How to cluster a Grails 2.3.6 app's session with embedded Tomcat?

I'm deploying my Grails (2.3.6) app with the Grails Standalone App Runner plugin, like so:

grails -Dgrails.env=prod build-standalone myapp.jar --tomcat

Then, my CI build places myapp.jar onto my app server, say, myapp01.

I now want to cluster app sessions when myapp is running on multiple nodes. So if myapp gets deployed to myapp01, myapp02 and myapp03, and one of those instances starts a new session with a user, I want all 3 to be aware of the same session. This is obviously so I can put all the nodes behind a load balanced URL (http://myapp.example.com, etc.) and it doesn't matter what node you get routed to: all nodes share the same sessions.

I googled "grails session clustering" and see a bunch of articles that seem to require terracotta, but I also heard that Grails has built-in session clustering facilities. But any searches I do come back empty-handed.

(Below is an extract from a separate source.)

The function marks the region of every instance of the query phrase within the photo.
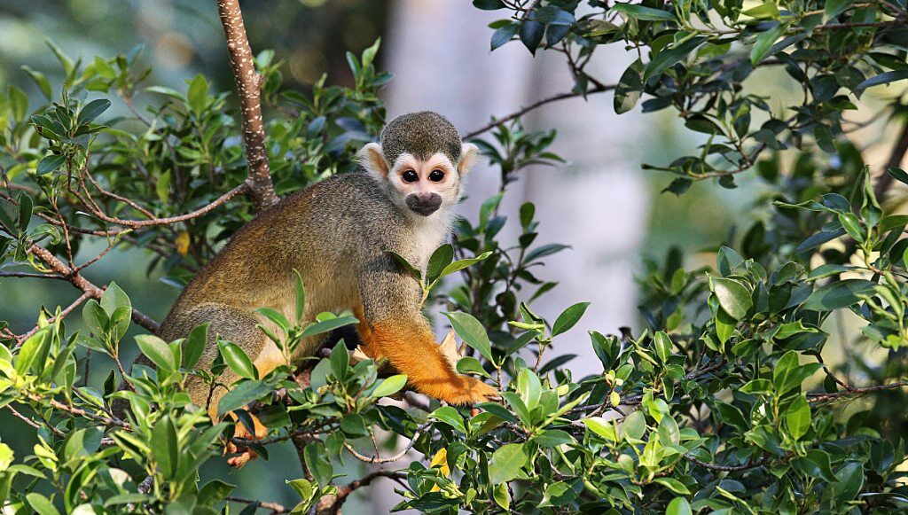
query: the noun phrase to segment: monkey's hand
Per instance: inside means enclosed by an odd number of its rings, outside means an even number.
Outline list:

So I ask: How can I achieve this kind of session clustering with an embedded Tomcat?

Upvotes: 0

Views: 1827

Answers (3)

Ryan
Ryan

Reputation: 11

You could achieve this by using the tomcat build-in functionality. Tomcat instance node could replicate session from others, then all the session get shared between nodes. You can do this in at least three ways:

  1. Session Replication by using Muilcast between instance nodes.
  2. Session Replication just between primary and secondary node backup.
  3. Session Replication between Static Memberships, this one is useful when the multicast cannot be enabled or supported such as in AWS EC2 Env.

Reference:

http://tomcat.apache.org/tomcat-7.0-doc/cluster-howto.html http://khaidoan.wikidot.com/tomcat-cluster-session-replication

Upvotes: 0

Germán Sancho
Germán Sancho

Reputation: 111

Besides the seesion-cookie plugin that @injecteer proposed, there are several other plugins allowing to keep sessions in a shared storage (DB, mongodb, redis, memcached) that can be accessed by any of your tomcat instances. Take a look at these:

Upvotes: 2

injecteer
injecteer

Reputation: 20699

I never heard of something like this out-of-box. I would give 2 options a try:

  1. Use a session-cookie plugin, with which you decouple your clients from storing the sessions in tomcat
  2. Use or implement persistent sessions, which are stored in some sort of DB and are not bound to any tomcat instance.